O secretário dos transportes, Sean Duffy, enfatizou a necessidade de conhecimentos linguísticos, sublinhando que “quer se opere um camião de 80 toneladas ou um comboio pesado, é necessário conhecer a língua nacional – o inglês”. O Departamento de Transportes já tomou medidas punitivas, retendo 40 milhões de dólares da Califórnia por não aplicar medidas semelhantes entre os camionistas, indicando ainda mais o compromisso do governo em garantir a segurança no emprego.
O administrador da FRA, David Fink, alertou que as ferrovias inspecionadas poderão enfrentar medidas coercivas se outras violações forem encontradas. Entre as preocupações estava o facto de que se a Union Pacific utilizasse intérpretes para a sua equipa mexicana, esta abordagem poderia ser reconsiderada para melhorar a comunicação directa em casos críticos.
Os sindicatos que apoiam os trabalhadores ferroviários americanos descreveram as ações do governo como demasiado tardias, argumentando que os trabalhadores mexicanos muitas vezes não têm a formação necessária para compreender os protocolos de segurança necessários. O BLET, com o sindicato SMART-TD representando a liderança, elogiou o foco em regras mais rigorosas para as operações ferroviárias transfronteiriças. Eles insistem que tais medidas são essenciais para manter os padrões de segurança nas ferrovias americanas e proteger os empregos americanos.

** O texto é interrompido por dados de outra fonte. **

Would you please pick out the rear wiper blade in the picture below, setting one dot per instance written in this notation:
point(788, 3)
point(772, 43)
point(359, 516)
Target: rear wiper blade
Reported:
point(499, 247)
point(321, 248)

A Union Pacific enfatizou o seu compromisso com locais de trabalho seguros e protegidos, com a porta-voz Kristen South dizendo: “Parte de garantir locais de trabalho seguros é uma boa comunicação”. O CPKC registou estes sentimentos e confirmou que a segurança é fundamental para o seu trabalho, e indicou a sua aprovação do limite de dez milhas para equipas internacionais.
As alterações e as inspeções em curso refletem uma iniciativa mais ampla para melhorar a comunicação e uniformizar os procedimentos fronteiriços, com o objetivo de manter o fluxo de mercadorias, ao mesmo tempo que dá prioridade às regras de segurança para os trabalhadores e o público.